İNŞACI İSLAMIN SESİ

logo

İNŞACI İSLAMIN SESİ

İslam, üçüncü bir yöntem ile yeniden okunmalıdır. Bu yenilikçi, (inşa/tecdit) yöntemdir. Eğer İslam, inşacı bir damardan akıtılabilirse, zamanımız insanının derdine deva olabilir.

Müslümanlar, zamanın getirdiği sorunlar arasırda sıkışmıştır. Miadı dolmuş fetvalar, sorunları çözmemektedir.

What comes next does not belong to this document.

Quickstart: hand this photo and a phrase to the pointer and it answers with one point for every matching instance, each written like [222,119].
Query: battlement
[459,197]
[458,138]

Aşağıda bazı karşılaşılan sorunlara verilen cevapları görecekiniz. Bunlar; İslamın yenilikçi damarından gelen seslerdir. Sizlere sadece bir tekliftir.

1-İSLAM’DA MÜBAREK GÜN VE GECE VAR MI?

Cuma, Müslümanların toplanma günüdür. Kadir Gecesi, Kur’an’ın senin kalbine inmeye başladığı andır. Kandil Geceleri, sonradan oluşmuş gecelerdir.

2- DARUL HARP GÜNÜMÜZDE GEÇERLİ MİDİR?

Darul-Harp fıkhı geride kalmıştır. Artık zamanımızda geçerliliği yoktur. Yeniden ele alınmalıdır. Çağımızda Darul-Harp açlığın, yoksulluğun ve sömürünün olduğu her yerdir…

3- EŞCİNSELLİK İNSANIN TABİATINDAN GELİYORSA NE YAPMALI?

Kendini yenecek ve tutacak. Arzularına gem vuracak.

4- MUAVİYE HAKKINDA NE DÜŞÜNE BİLİRİZ?

Muaviye, Araplarda bile olmayan saltanatı Bizans’tan alarak İslam dünyasına sokmuştur. Hiç de iyi etmemiştir. Kur’an hafızı veya vahiy kâtibi olduğu sonrakilerin onu meşrulaştırmak için uydurduğu rivayetlerdir.

5- 69/40 VE 81/19 AYETLERİNDEKİ DEĞERLİ BİR ELÇİNİN SÖZÜNDEN KASIT NE ANLIYORSUNUZ?

Kur’an kaynağı bakımından Allah’ın sözü, insanlara seslenme ve ulaştırma bakımından kerim elçinin sözüdür. Çünkü insanlar karşılarında Allah’ı değil; elçiyi görmektedirler. O ayette anlatılmak istenen de budur. Peygamber bir kâhin, ruhban, sihirbaz, şair olmadığı gibi filozof, bilim adamı veya felsefeci de değildir. Emin, güvenilir, dürüst, içli bir kalbe, temiz bir vicdana, berrak bir zihne ve ruh dinginliğine sahip biridir.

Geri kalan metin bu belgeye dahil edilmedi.